To get started, install the net library.

With Maven:

<dependency>
  <groupId>org.apache.tuweni</groupId>
  <artifactId>net</artifactId>
  <version>2.4.1</version>
</dependency>

Or using Gradle:

implementation("org.apache.tuweni:net:2.4.1")

If you haven’t already, you will also need to add Bouncy Castle to your dependencies, and add the Bouncy Castle Security Provider to Java.

Security.addProvider(new BouncyCastleProvider());

Permissions

Since we’re engaging in peer-to-peer applications, we will define different scenarios for trust.

First off, we will engage in two-way certificate authentication. The server will provide its certificate to the client and the client will also need to provide its identity.
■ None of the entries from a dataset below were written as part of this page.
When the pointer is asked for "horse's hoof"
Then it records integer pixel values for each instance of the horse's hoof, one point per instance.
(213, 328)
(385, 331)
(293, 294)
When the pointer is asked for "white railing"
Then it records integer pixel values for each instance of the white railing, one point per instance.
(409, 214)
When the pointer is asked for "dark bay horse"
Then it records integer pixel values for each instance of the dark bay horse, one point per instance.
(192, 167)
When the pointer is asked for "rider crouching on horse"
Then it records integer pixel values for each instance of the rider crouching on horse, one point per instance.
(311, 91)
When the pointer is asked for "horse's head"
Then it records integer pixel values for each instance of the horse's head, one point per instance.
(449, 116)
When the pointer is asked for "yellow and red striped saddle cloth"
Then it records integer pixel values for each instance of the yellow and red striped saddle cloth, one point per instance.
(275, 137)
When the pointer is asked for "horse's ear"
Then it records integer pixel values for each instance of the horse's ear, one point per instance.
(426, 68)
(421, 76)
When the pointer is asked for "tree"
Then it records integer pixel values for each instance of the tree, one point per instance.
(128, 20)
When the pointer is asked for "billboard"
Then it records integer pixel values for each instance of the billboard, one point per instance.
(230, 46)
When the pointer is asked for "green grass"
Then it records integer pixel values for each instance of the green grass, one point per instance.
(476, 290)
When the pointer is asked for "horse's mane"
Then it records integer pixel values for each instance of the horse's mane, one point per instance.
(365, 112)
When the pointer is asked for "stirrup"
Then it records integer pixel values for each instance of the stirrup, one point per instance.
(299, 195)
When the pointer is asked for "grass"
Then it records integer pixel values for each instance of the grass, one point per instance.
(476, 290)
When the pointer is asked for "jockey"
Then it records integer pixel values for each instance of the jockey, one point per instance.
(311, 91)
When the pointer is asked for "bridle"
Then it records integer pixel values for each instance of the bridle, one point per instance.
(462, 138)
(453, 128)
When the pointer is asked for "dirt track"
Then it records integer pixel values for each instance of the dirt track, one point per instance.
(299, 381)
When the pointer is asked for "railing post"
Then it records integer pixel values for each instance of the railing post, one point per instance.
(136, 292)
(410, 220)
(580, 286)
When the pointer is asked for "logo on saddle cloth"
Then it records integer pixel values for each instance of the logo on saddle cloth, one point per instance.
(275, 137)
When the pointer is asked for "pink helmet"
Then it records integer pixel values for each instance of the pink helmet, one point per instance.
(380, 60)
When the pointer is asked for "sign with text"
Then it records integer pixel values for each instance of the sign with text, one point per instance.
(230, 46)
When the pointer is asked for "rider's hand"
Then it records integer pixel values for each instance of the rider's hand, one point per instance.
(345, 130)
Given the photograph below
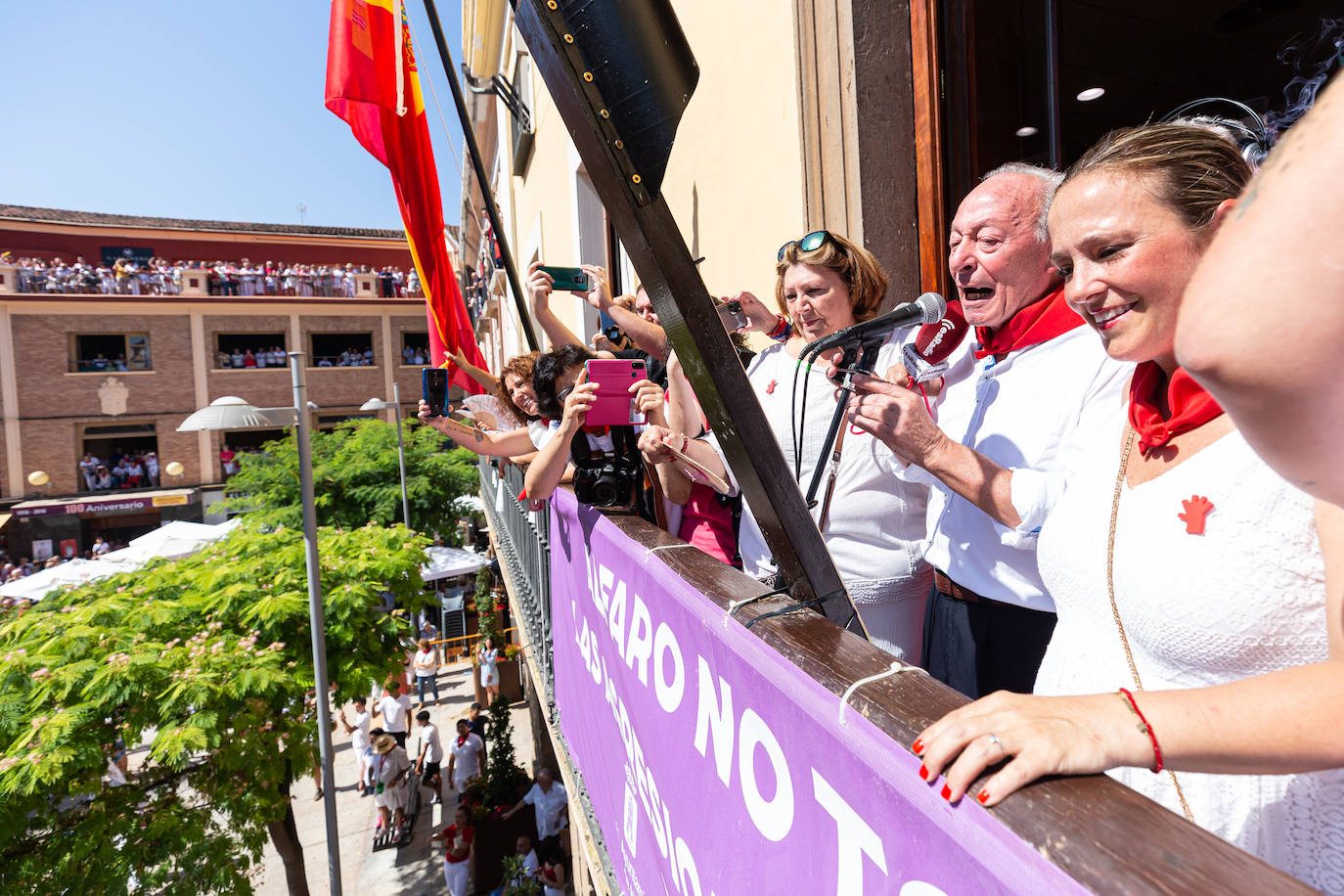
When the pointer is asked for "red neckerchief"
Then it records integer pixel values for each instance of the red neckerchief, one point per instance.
(1189, 403)
(1041, 321)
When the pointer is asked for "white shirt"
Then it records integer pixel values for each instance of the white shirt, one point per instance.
(549, 809)
(875, 524)
(424, 655)
(359, 738)
(1245, 597)
(431, 743)
(394, 712)
(467, 758)
(1059, 395)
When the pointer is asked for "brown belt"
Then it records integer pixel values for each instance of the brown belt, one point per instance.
(955, 590)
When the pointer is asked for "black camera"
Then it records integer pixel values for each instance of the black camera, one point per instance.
(606, 479)
(606, 482)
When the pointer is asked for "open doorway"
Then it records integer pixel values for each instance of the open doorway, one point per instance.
(121, 456)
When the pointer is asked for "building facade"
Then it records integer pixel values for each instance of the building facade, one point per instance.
(866, 117)
(113, 375)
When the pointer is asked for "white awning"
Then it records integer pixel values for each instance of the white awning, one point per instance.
(445, 563)
(171, 540)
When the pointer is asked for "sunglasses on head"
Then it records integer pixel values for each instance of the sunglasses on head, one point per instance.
(808, 244)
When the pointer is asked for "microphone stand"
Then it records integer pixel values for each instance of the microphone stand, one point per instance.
(847, 363)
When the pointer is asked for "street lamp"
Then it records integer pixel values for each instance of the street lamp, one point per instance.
(380, 405)
(236, 414)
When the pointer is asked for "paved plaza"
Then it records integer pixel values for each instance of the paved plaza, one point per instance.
(412, 871)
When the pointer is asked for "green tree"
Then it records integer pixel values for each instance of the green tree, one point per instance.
(356, 478)
(207, 659)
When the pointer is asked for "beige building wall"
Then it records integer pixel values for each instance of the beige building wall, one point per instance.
(734, 182)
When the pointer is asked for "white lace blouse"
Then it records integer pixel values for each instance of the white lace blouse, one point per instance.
(1243, 598)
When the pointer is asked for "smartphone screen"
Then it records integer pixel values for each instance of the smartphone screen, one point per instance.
(733, 316)
(614, 405)
(434, 383)
(567, 278)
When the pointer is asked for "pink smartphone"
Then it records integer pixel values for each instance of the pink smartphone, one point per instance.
(614, 405)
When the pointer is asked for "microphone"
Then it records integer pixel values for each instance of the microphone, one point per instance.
(926, 356)
(926, 309)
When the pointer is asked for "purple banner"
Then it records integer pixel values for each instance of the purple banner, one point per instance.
(715, 766)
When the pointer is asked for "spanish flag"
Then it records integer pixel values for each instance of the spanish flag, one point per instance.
(371, 83)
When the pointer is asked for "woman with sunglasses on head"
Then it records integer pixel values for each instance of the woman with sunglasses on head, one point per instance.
(873, 521)
(1197, 632)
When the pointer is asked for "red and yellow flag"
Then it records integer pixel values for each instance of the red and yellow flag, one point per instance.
(373, 85)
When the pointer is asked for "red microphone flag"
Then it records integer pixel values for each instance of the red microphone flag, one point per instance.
(373, 85)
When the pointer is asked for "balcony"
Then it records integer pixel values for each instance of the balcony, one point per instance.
(195, 278)
(714, 738)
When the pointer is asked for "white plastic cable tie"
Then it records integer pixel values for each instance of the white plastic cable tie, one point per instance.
(897, 666)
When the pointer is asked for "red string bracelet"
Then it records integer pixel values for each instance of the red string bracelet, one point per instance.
(1142, 726)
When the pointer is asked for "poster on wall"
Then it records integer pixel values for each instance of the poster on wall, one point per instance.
(714, 766)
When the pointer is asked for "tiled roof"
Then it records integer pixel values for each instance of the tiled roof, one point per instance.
(94, 219)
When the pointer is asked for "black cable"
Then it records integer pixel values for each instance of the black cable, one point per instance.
(815, 604)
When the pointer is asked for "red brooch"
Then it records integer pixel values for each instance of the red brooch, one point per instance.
(1196, 508)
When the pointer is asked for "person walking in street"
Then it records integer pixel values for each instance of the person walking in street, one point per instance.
(359, 743)
(466, 758)
(457, 838)
(391, 767)
(430, 756)
(395, 708)
(489, 657)
(426, 670)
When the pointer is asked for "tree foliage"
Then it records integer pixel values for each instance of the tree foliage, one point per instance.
(205, 659)
(356, 478)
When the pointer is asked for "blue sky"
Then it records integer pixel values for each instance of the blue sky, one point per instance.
(195, 109)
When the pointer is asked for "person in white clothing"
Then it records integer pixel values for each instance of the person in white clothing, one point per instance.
(992, 443)
(550, 801)
(870, 517)
(1192, 583)
(426, 670)
(430, 755)
(391, 767)
(359, 743)
(466, 756)
(394, 708)
(488, 657)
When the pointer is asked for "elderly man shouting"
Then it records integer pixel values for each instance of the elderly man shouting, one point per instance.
(995, 446)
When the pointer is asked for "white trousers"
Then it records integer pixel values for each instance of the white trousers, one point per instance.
(455, 874)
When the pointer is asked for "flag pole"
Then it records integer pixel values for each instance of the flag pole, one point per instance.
(478, 166)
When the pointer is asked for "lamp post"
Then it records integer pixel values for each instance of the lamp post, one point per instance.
(380, 405)
(236, 414)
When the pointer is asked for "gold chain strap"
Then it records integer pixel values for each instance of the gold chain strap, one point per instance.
(1110, 590)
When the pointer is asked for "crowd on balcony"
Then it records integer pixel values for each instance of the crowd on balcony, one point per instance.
(121, 470)
(162, 277)
(1050, 515)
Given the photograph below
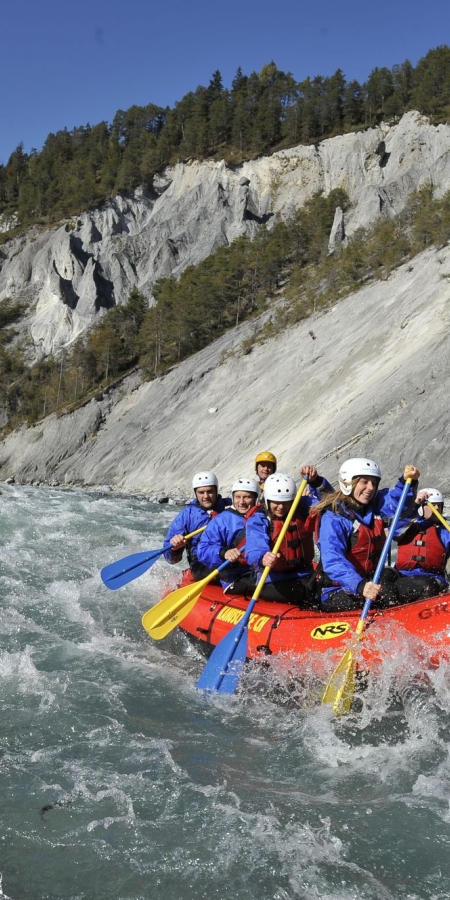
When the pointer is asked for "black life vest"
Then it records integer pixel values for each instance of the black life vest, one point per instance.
(423, 549)
(239, 539)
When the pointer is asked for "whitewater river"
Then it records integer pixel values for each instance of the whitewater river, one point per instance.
(119, 780)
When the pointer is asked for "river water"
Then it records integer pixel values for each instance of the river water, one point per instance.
(119, 780)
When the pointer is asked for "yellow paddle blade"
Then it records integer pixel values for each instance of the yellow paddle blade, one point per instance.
(340, 689)
(169, 612)
(162, 618)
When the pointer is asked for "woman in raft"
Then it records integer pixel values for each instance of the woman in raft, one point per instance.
(291, 568)
(224, 536)
(351, 535)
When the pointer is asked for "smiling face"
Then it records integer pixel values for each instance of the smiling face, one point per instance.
(365, 490)
(243, 501)
(206, 496)
(264, 469)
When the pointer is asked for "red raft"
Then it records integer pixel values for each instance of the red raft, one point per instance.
(278, 628)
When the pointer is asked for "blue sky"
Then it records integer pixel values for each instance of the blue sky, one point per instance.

All those settings are taken after the Constellation private enclave network options.

CA

By default, Java uses Certificate Authorities on the machine to authenticate a trusted certificate.

Recording

We can also choose to record the fingerprints of incoming connections while authorizing all of them.

Trust On First Use (TOFU)

In this setting, incoming connections are recorded, and their certificates are collected, but only the first certificate assigned to a connection is allowed.

This is a good way to mitigate MITM attacks.

Whitelist

Only explicit hosts and certificate combinations are allowed.

TrustManagerFactories

TrustManagerFactory implementations provide trust with JDK and most Java-based servers.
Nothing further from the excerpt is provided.